Kashmir’s Quiet Rhythm of Snow and Soul

Rooted in restraint and deep respect for place, The Secret Ski Party offers a rare kind of luxury—one built on memory, thoughtful pacing, and the simple art of making people feel truly at home in the mountains.

By Deepali Nandwani
Travel| 27 February 2026

In the snowed-out slopes of Gulmarg where the Himalayas rise sharply against the sky, Krishan Anand hosts an event that defies the rush of luxury travel. He calls it The Secret Ski Party—an invite-only gathering of skiers, founders, artists, and cultural thinkers for a few days each winter. No red carpets, no loud announcements. Just mornings on the slopes, shared meals, quiet conversations by the fire, and evenings carried by Sufi or acoustic music.

 

Anand comes from a family rooted in Jammu and Kashmir for over a century. His great-grandfather once hosted John D. Rockefeller in the valley. His grandfather set tables with care—choosing cutlery, writing menus, carrying linens from distant travels, deciding exactly where each guest should sit. Hosting carried responsibility: for comfort, dignity, and the way someone felt under your roof.

 

“I watched my grandfather approach hosting as a form of quiet authorship,” Anand says. “What stayed with me was not luxury as display, but hospitality as responsibility.” That inheritance shapes his work today. Hospitality, for him, builds memory and creates moments of arrival, rest and silence. Kashmir sets the rhythm. The place demands restraint, respect and a long memory rather than spectacle.

 

The Secret Ski Party began simply. In 2016, Anand and several university friends planned a ski trip to Kashmir. Everyone lived scattered across the world, yet gathered for time on the snow. No grand plan—just skiing, meals and conversation.

 Ski days begin together, paced to weather and energy.
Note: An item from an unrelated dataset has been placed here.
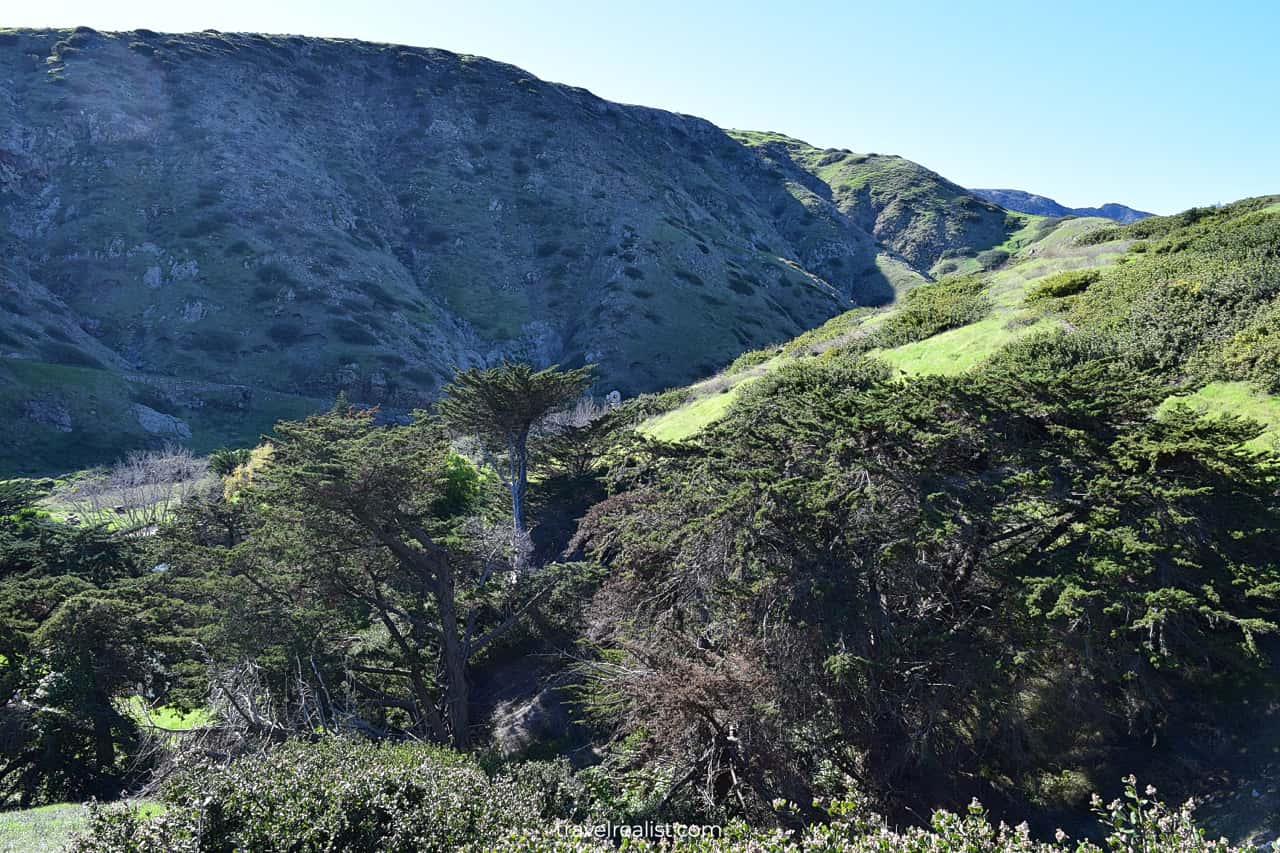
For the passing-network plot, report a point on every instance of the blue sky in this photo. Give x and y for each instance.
(1159, 105)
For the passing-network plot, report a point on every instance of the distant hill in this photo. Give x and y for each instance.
(202, 232)
(1045, 206)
Over time, the trips grew. Friends brought friends. What people noticed was not the activity alone, but the way the days flowed. Skiing led into lunch, lunch into rest, rest into talk. Everything moved as one rhythm.

 

“The insight was quite straightforward,” Anand explains. “Many people feel fatigued by over-programmed luxury. What they seek is not more access, but more thoughtful authorship.” He kept it small—usually 30 to 40 guests—to protect the quality.

 

The group remains intimate so trust forms naturally. People learn names. Conversations turn genuine. Care arrives personally, not through systems. Exclusivity serves the experience, not status. Anand consciously avoids hierarchy or transactional networking.

 

Kashmir asks for sensitivity. Building here cannot feel extractive. The gathering involves local instructors, musicians, artisans and hospitality teams in ways that feel real. “Keeping it intimate allows us to involve them genuinely rather than symbolically,” he notes.

Menus are written with care, shaping meals as part of the daily rhythm.

Many people feel fatigued by over-programmed luxury. What they seek is not more access, but more thoughtful authorship.

 

Krishan Anand

High altitude sharpens what matters. Anand reduces friction: sport sherpas handle equipment shifts, private instructors pace skiing, and food focuses on nourishment. When guests feel supported physically, they relax socially. Conversations deepen. “Abundance is not always the same as care,” he says. “Restraint becomes the more refined skill.”

 

For the 2026 edition, the programme adds bespoke mixology and stronger culinary moments. Food and drink become dialogue. A traditional Wazwan arrives in customary seating—not as performance, but ritual. A Japanese-inspired lunch meets the landscape with precision. Music stays acoustic; Sufi evenings centre on listening.

 

Each choice answers the same question: Does this belong here, and does it leave the place better? Anand sees the model pointing toward a shift. Scale no longer measures success alone. The future leans towards experiences crafted with care—small gatherings that respect context and value coherence over visibility.

 

Kashmir forms one chapter. The approach can travel, but only with humility. Cultural hospitality resists blind replication. “The word ‘secret’ is not intended to suggest exclusion, but intention,” Anand says. “Some experiences benefit from not being over-explained.”

 

The name guards the experience. It keeps curiosity alive. In Gulmarg, amid snow and silence, The Secret Ski Party quietly rewrites how hospitality can feel: rooted, thoughtful and deeply alive.

 The menu draws directly from the Kashmiri culinary traditions, with Wazwan prepared and served by locals; pause becomes part of the day.

Krishan Anand hosts an evening where drinks are shared and conversations flow.